We Actually Need to Build More Luxury Homes. Here’s Why

There is broad agreement that the US housing market needs more homes. There is also broad agreement that affordability needs to improve. But it doesn't necessarily follow that we should build more affordable homes.

Stepping up housing production is a multiyear process, which means we should be thinking about what the market will look like in 2030, not what it looks like now. By then, middle-aged millennials in America’s largest generation will be at their peak earning potential, seeking luxury digs or to trade up rather than entry-level or affordable homes. Understanding and catering to these changing needs will ensure the right kind of supply and, counterintuitively perhaps, improve overall affordability.

The starting point is recognizing the age cohort that dominates over time and anticipating their demands.
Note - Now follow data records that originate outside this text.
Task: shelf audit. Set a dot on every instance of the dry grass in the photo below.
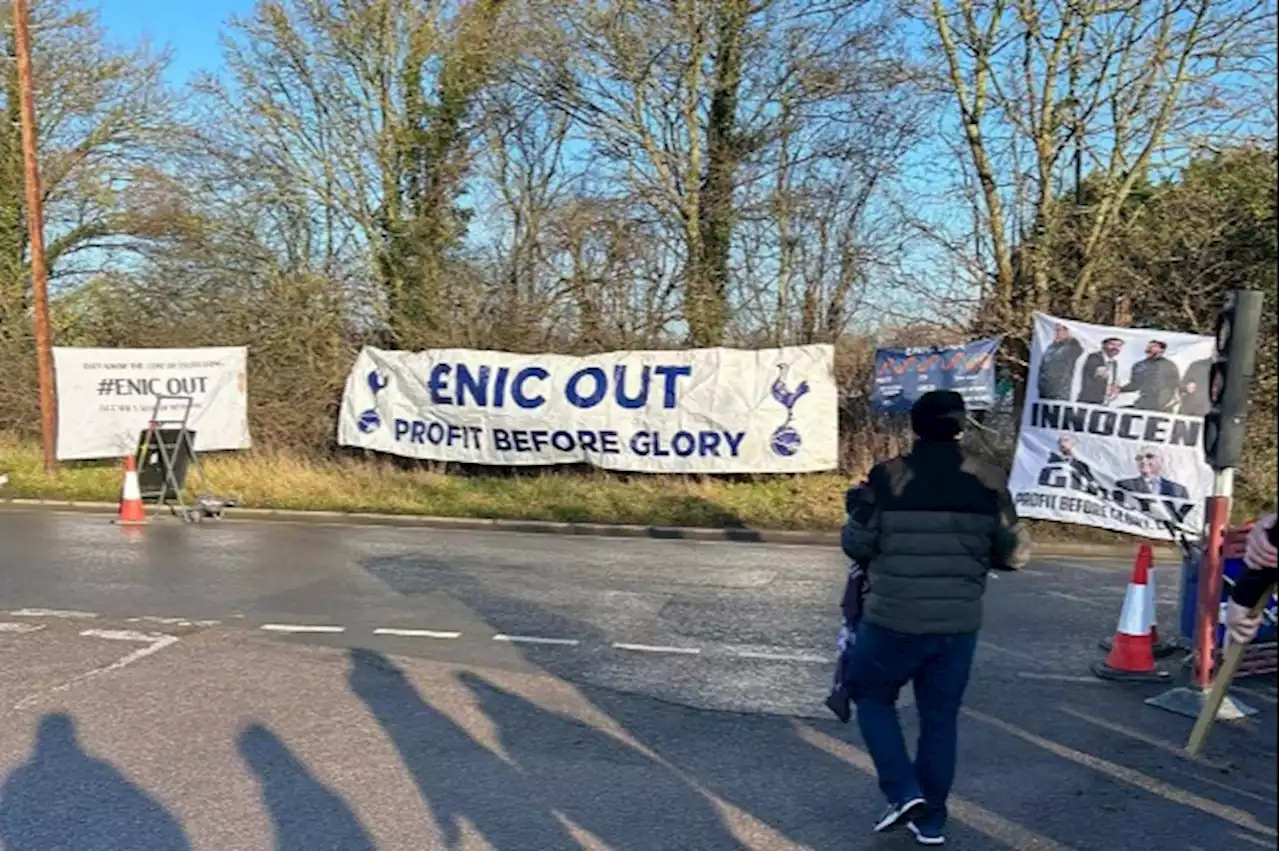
(278, 480)
(265, 480)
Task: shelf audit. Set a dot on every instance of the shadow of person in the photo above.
(460, 778)
(65, 800)
(562, 754)
(306, 814)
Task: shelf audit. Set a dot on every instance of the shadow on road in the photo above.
(1043, 764)
(305, 813)
(526, 790)
(67, 800)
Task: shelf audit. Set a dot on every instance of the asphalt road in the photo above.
(310, 687)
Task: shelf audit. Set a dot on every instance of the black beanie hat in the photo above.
(938, 415)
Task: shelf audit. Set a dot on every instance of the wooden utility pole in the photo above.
(36, 229)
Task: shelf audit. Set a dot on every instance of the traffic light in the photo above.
(1230, 375)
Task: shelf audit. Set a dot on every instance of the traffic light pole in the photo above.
(1229, 384)
(36, 230)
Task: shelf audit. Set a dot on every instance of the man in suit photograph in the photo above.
(1057, 365)
(1101, 374)
(1155, 379)
(1150, 479)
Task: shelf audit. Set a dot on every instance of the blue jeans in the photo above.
(882, 662)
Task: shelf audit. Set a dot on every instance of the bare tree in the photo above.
(680, 101)
(1047, 91)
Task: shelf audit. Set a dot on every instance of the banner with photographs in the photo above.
(1112, 429)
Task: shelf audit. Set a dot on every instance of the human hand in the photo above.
(1242, 623)
(1258, 552)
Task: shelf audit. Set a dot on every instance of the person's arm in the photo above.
(1252, 585)
(1011, 548)
(862, 527)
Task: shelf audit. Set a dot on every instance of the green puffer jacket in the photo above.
(929, 525)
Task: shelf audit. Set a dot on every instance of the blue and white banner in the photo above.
(903, 375)
(108, 396)
(714, 411)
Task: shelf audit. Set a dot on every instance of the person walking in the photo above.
(928, 525)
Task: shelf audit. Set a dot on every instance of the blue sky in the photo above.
(190, 27)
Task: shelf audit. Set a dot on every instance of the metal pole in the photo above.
(36, 228)
(1217, 513)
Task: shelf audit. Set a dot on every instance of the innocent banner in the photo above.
(1112, 429)
(717, 410)
(106, 397)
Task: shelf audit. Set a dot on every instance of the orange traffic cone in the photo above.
(1160, 649)
(1132, 657)
(132, 511)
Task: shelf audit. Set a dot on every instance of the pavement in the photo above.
(318, 687)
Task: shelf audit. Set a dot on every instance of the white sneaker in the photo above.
(896, 814)
(926, 837)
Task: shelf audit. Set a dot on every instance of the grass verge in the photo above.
(274, 480)
(269, 480)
Bill McBride of the Calculated Risk blog tracks these shifts. He pointed out last year that the biggest share of millennials was in their early to mid-20s in 2010, the phase of life when people tend to favor apartment living, and is now in their 30s, the age when people tend to buy entry-level homes.

These millennials have been underserved by residential construction trends this century. The US built a lot of suburban single-family homes in the mid-2000s, not the apartments that appealed to millennials who were just entering the workforce and moving to cities at the time. The 2008 housing bust then led to years of under-construction, followed by a scramble to build the multi-unit housing that developers realized was in high demand. Single-family housing languished with memories of the sub-prime mortgage crisis still fresh.

Now entry-level and affordable single-family homes are in short supply because a decade of under-production has left the market unable to absorb the needs of millennials in their 30s. Developers are once again racing to catch up to that demand, with home sizes shrinking and builders doing their best to fit the budgets of buyers in a high-cost, high-interest-rate environment.